On the closing months of 2019 I decided to take a rest from sexwork due to a mix of personal issues, wanting to rebrand in order to restart in London with a better presence and a bit of a burnout from living in Barcelona. I had enough savings to get me through several months and to pay for the move, so there I went.

Breaks are a good thing to take from time to time, not because I think the job is bad but because I put so much energy and emotional labour into it. Every year I get more intimate and make it more personal. When I started I could see “anyone” and perform almost “anything” for money, except the clear red lines. Money is money, and a job is a job, right?. Well, that idea has changed since then and now I work differently.

I went to the UK, settled myself in a small house outside London and started to fix my website.

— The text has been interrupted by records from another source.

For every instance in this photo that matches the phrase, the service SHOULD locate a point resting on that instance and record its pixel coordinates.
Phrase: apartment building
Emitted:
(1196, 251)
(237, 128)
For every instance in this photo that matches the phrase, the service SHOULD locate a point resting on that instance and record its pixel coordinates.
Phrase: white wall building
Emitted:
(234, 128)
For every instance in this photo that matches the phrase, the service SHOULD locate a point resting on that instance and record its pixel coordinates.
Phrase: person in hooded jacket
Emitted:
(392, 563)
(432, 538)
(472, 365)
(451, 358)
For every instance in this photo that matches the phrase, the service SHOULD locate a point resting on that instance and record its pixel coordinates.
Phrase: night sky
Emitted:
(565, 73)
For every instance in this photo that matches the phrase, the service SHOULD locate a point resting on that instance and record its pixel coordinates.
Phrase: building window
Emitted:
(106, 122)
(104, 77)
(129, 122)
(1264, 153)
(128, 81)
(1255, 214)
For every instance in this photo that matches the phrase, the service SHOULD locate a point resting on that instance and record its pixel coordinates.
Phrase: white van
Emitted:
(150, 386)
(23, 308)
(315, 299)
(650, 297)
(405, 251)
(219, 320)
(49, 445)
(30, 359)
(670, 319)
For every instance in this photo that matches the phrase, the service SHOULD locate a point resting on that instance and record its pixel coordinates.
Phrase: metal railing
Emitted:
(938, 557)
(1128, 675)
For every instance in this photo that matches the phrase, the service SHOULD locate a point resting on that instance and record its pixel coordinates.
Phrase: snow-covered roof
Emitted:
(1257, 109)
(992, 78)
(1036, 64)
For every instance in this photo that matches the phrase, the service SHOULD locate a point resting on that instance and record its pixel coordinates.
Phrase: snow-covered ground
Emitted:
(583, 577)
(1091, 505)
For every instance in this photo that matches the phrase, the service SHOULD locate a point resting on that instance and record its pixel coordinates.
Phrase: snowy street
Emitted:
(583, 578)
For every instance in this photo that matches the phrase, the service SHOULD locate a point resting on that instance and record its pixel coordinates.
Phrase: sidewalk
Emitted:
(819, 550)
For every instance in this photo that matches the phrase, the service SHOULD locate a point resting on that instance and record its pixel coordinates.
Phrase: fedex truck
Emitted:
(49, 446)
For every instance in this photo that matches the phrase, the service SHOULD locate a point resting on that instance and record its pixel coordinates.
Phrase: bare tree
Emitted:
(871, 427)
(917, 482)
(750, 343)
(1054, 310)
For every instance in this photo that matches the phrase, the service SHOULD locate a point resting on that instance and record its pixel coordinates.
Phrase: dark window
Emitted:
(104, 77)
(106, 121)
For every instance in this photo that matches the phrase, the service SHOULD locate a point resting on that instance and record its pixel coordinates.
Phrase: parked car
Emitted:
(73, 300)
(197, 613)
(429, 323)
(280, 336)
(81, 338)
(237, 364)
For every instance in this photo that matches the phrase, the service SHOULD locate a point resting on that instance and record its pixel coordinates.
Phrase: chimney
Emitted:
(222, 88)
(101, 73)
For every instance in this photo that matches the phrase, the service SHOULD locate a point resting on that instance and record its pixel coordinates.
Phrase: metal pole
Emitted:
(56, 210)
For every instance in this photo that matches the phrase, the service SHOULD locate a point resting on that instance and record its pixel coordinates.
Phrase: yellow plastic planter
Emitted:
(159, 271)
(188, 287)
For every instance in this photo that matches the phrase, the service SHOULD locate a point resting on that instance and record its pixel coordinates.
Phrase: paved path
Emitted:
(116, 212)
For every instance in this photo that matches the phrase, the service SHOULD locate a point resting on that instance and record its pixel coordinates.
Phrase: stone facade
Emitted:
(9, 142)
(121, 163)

Surely in a few weeks I’d be working as normal. I was already eager to start!

And then, a virus hit the world.

Since I had my savings and by then it looked like it would be a matter of one or two months I could certainly wait, paint more, relax and just stay at home until it ended and I could go back to work again. I saw colleagues quickly turning online to places like OF or AVN in order to make a living. I didn’t like the idea and seemed like a lot of work so I just thought that putting those hours in my small business would surely help growing it.

I did have some webcam experience in the past but I don’t think it could account to anything since it was only three months, I was very new and inexperienced at sexwork, didn’t enjoy it and just thought that it wasn’t for me. Well, I was right. I don’t enjoy online sexwork and it hurts me more than it helps.

Eventually I just gave up the thought that I could be back to work in a few months and decided to create an account on AVN. I refused to use OnlyFans as they have been savagely anti-sexworkers, deplatforming them and stealing their earnings just because they dared to offer in-person meetings, even if it was not on their site. On top of that they had tons of reports for problems with payments and it felt like a very risky choice.

So the time of transitioning to online sexwork started for me and I thought about what could I bring to the table amidst a pandemic having heavily multiplied the online presence of everyone. With a saturated market, I should offer something unique and different… right? I have always loved niche markets.

There I went, with my naked reading videos, painting, talking, playing silly… Some of you already know me, I like to have fun and love what I do, whatever it is, else I couldn’t do it. But I didn’t realise I had gotten so personal over my work throughout the years and that was not helping here. More on that later.

The first week I was excited, I recorded plenty of things, did photo sessions with my new selfie stick, loved the result, uploaded everything and went onto marketing it on my Twitter. Got a few subscribers, sent some free trials to clients who had helped me already, etcetera.

It went well until it exploded. After my third session of recording I had a meltdown. I couldn’t bear with it anymore. I couldn’t even market that new content I had made that day (it’s still there untouched, unpublished). I decided it was time to quit something I hadn’t been liking all along, and I already knew that time was going to eventually come.

At the start of this post I mentioned that every year I get more intimate and make it more personal, so this was actually the problem. I don’t want to imply that online work is cold, because it’s different for every person who does it, and some people can find warmness in it, but I don’t. I can’t.

What I love from dating in person is that I get to see people’s faces the moment we talk about or do something they like, or during sex. I get to see real life reactions, interact with that, work with that. I get to know people when they’re vulnerable, intimate, real, themselves. And I love that.

When I got subscribers to my online work (don’t get me wrong, I thank a lot each of them) I couldn’t feel that. I did know some of them in person already, but about the rest, I hadn’t a clue of who they were, what things they liked, what reactions would they have to my content. It was like if I was acting inside one of those rooms with a mirror that can be seen from the other side, but you can’t see through them who’s looking at you and how they react. It felt cold, impersonal. I simply couldn’t “connect” and I base all my work on the connections I can make with the people I meet.

All this was damaging my mental stability and self-esteem. It had to stop and I knew it. I started moving around old contacts and got a little gig that could keep me up for these months, and then stopped updating my AVN. I didn’t market it further on Twitter, sent apology letters to subscribers, offered to email them the unpublished content unedited in bulk and we called it quits. I still feel bad for being “unprofessional” for not being able to continue a project I started, but I think my mental health goes first.

Ironically, when I went to cash in my little earnings my bank refused to take the payment so I’m glad I did the change because if I had decided to continue I wouldn’t have earned money that month after all the mental work I needed to put there and that would have made things severely worse.

I’m still on Twitter as always, I’ll be still uploading my usual selfies and such and waiting for the pandemic to ease a lot in order to work again in the way I do enjoy to work. But I’m happy that I could experience different things, learn that they are not for me and have an increased appreciation for all the effort that sexworkers put into going online. It’s a ton of work, it doesn’t look like it is from the outside and I’m sick of hearing “all you have to do is take a few pics and money rains on you”. It doesn’t work that way. It’s real work. It’s hard work. It’s mental effort. It can take a toll. Please respect it. Value it. Pay for it.